This class implements the HDDM_A drift detection method that uses adaptive windows to detect changes in the mean of a data stream. It is designed to monitor online streams of data and can detect increases or decreases in the process mean in a non-parametric and online manner.
Details
HDDM_A adapts to changes in the data stream by adjusting its internal windows to track the minimum and maximum values of the process mean. It triggers alerts when a significant drift from these benchmarks is detected.
References
Frías-Blanco I, del Campo-Ávila J, Ramos-Jimenez G, et al. Online and non-parametric drift detection methods based on Hoeffding’s bounds. IEEE Transactions on Knowledge and Data Engineering, 2014, 27(3): 810-823.
Albert Bifet, Geoff Holmes, Richard Kirkby, Bernhard Pfahringer. MOA: Massive Online Analysis; Journal of Machine Learning Research 11: 1601-1604, 2010.
Implementation: https://github.com/scikit-multiflow/scikit-multiflow/blob/a7e316d1cc79988a6df40da35312e00f6c4eabb2/src/skmultiflow/drift_detection/hddm_a.py
Public fields
drift_confidenceConfidence level for detecting a drift.
warning_confidenceConfidence level for warning detection.
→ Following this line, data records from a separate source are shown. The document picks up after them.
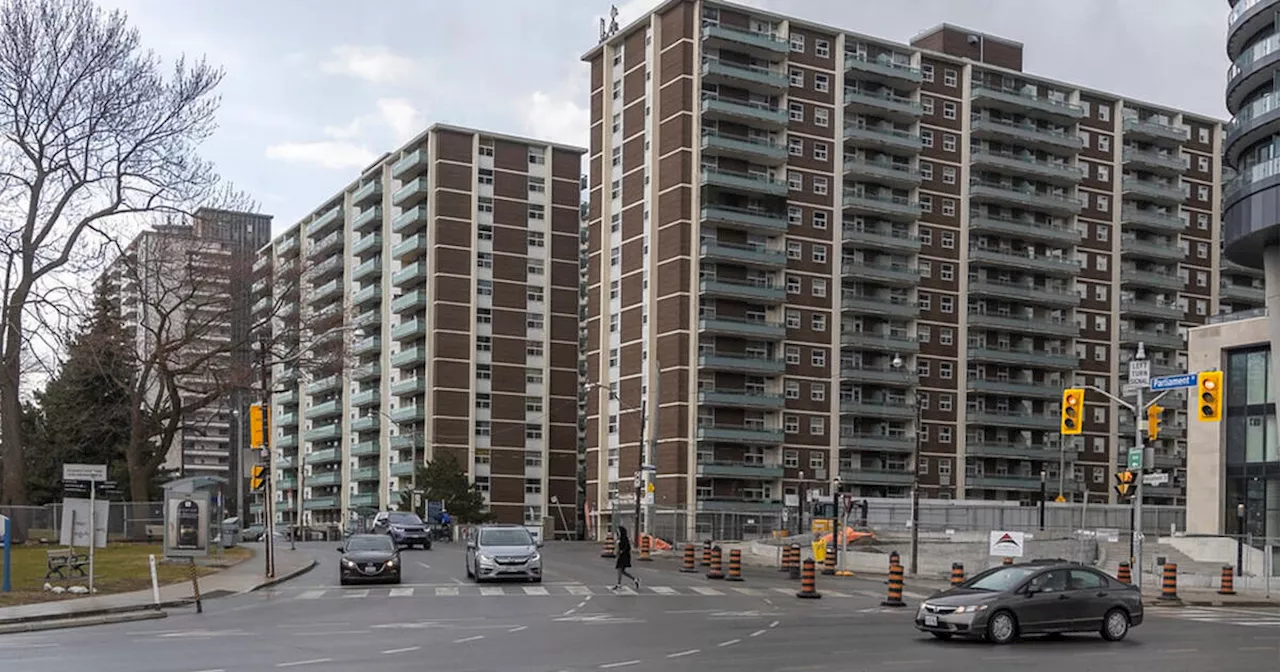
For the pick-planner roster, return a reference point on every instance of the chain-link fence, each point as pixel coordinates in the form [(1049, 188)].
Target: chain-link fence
[(124, 521)]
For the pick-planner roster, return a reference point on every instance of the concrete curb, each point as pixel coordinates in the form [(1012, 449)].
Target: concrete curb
[(81, 621)]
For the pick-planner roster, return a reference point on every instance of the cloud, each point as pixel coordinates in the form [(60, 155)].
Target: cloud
[(375, 64)]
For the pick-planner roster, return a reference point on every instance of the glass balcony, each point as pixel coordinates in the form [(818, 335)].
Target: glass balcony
[(894, 208), (754, 114), (411, 218), (1024, 228), (739, 327), (743, 364), (1013, 419), (891, 173), (891, 274), (412, 160), (1164, 250), (1152, 219), (743, 76), (881, 410), (739, 470), (882, 137), (1153, 338), (881, 104), (743, 182), (740, 398), (882, 69), (1155, 161), (757, 44), (1025, 197), (1027, 164), (877, 476), (1024, 292), (878, 341), (408, 357), (1048, 265), (881, 240), (746, 255), (1025, 135), (745, 218), (748, 149), (880, 305), (1152, 279), (1038, 359), (1153, 131), (1152, 191), (743, 289), (739, 434)]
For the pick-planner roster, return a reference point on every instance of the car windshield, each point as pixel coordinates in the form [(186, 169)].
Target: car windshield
[(405, 519), (506, 538), (370, 543), (999, 580)]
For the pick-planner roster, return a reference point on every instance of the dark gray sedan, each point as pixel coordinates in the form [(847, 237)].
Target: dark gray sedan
[(1006, 602)]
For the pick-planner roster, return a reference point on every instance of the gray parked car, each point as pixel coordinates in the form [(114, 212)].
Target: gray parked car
[(503, 552), (1041, 597)]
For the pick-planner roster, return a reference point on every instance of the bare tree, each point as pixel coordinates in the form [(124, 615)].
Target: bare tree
[(94, 128)]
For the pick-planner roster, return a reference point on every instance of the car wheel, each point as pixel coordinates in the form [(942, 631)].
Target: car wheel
[(1001, 627), (1115, 625)]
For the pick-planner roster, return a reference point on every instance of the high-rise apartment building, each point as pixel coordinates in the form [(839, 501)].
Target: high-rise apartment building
[(183, 295), (435, 304), (844, 252)]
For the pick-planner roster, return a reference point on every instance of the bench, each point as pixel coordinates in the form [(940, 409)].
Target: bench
[(63, 561)]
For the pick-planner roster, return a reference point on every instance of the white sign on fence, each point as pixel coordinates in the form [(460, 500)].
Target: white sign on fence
[(1006, 544)]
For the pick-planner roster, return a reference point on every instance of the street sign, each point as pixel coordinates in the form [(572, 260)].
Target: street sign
[(1157, 478), (1174, 382), (1139, 371), (83, 472)]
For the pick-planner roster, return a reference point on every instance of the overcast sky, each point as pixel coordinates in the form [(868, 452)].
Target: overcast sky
[(318, 88)]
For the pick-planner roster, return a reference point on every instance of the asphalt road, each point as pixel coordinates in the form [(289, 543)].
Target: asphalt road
[(439, 621)]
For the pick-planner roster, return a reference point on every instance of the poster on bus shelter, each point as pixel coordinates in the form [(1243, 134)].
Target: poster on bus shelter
[(186, 525)]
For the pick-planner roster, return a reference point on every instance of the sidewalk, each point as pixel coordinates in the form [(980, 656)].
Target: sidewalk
[(242, 577)]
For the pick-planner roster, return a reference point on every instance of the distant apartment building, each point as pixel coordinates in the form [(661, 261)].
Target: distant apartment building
[(435, 301), (844, 252), (183, 295)]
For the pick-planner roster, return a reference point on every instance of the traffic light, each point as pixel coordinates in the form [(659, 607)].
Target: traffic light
[(256, 426), (1124, 483), (1153, 414), (1208, 402), (1073, 410), (257, 478)]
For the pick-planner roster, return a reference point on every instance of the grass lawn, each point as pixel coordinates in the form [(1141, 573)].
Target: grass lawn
[(117, 568)]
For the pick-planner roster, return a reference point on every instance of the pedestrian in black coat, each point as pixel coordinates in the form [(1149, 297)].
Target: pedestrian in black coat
[(624, 561)]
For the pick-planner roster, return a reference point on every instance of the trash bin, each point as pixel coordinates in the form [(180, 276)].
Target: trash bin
[(231, 533)]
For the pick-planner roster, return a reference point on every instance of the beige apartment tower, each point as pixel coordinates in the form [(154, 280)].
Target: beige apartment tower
[(844, 252), (444, 283)]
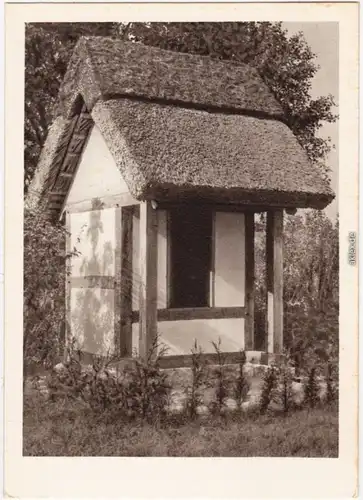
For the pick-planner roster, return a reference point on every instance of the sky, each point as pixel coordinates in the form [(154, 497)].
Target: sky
[(323, 39)]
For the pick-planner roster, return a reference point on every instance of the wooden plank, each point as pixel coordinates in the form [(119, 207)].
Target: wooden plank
[(195, 313), (148, 278), (249, 281), (106, 282), (274, 277), (120, 200), (126, 281)]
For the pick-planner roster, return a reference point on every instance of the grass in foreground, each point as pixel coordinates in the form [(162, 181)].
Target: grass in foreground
[(56, 429)]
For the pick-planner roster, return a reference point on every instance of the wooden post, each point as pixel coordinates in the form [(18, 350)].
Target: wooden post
[(274, 270), (148, 278), (249, 281), (125, 237)]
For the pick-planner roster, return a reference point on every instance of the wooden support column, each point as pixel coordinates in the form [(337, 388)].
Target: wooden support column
[(148, 278), (125, 239), (274, 270), (249, 281), (67, 319)]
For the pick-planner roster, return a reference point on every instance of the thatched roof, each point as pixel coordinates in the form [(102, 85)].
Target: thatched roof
[(101, 68), (179, 127)]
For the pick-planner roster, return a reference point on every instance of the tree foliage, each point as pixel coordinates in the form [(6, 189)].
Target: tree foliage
[(286, 64), (48, 47)]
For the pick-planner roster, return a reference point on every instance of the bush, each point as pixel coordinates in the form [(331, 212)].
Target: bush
[(241, 385), (220, 382), (284, 392)]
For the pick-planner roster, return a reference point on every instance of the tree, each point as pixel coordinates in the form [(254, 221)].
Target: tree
[(285, 63)]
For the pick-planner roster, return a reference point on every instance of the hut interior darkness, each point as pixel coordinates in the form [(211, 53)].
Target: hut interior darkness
[(160, 161)]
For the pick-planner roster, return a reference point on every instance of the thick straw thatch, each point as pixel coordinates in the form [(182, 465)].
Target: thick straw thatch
[(179, 127), (102, 67), (168, 152)]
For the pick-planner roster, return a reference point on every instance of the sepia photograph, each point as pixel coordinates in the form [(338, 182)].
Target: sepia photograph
[(181, 239), (181, 250)]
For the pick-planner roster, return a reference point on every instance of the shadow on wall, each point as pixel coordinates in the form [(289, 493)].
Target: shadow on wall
[(92, 317)]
two_side_optionBoolean flag for one-sided or two-sided mean monitoring.
total_nTotal number of samples seen.
total_cTotal cumulative sum of the samples.
n_maxMaximum window end for sample count.
c_maxMaximum window end for cumulative sum.
n_minMinimum window start for sample count.
c_minMinimum window start for cumulative sum.
n_estimationNumber of samples since the last detected change.
c_estimationCumulative sum since the last detected change.
change_detectedBoolean indicating if a change was detected.
warning_detectedBoolean indicating if a warning has been detected.
estimationCurrent estimated mean of the stream.
delayCurrent delay since the last update.
Methods
Method new()
Initializes the HDDM_A detector with specific settings.
Usage
HDDM_A$new(
drift_confidence = 0.001,
warning_confidence = 0.005,
two_side_option = TRUE
)Examples
set.seed(123) # Setting a seed for reproducibility
data_part1 <- sample(c(0, 1), size = 100, replace = TRUE, prob = c(0.7, 0.3))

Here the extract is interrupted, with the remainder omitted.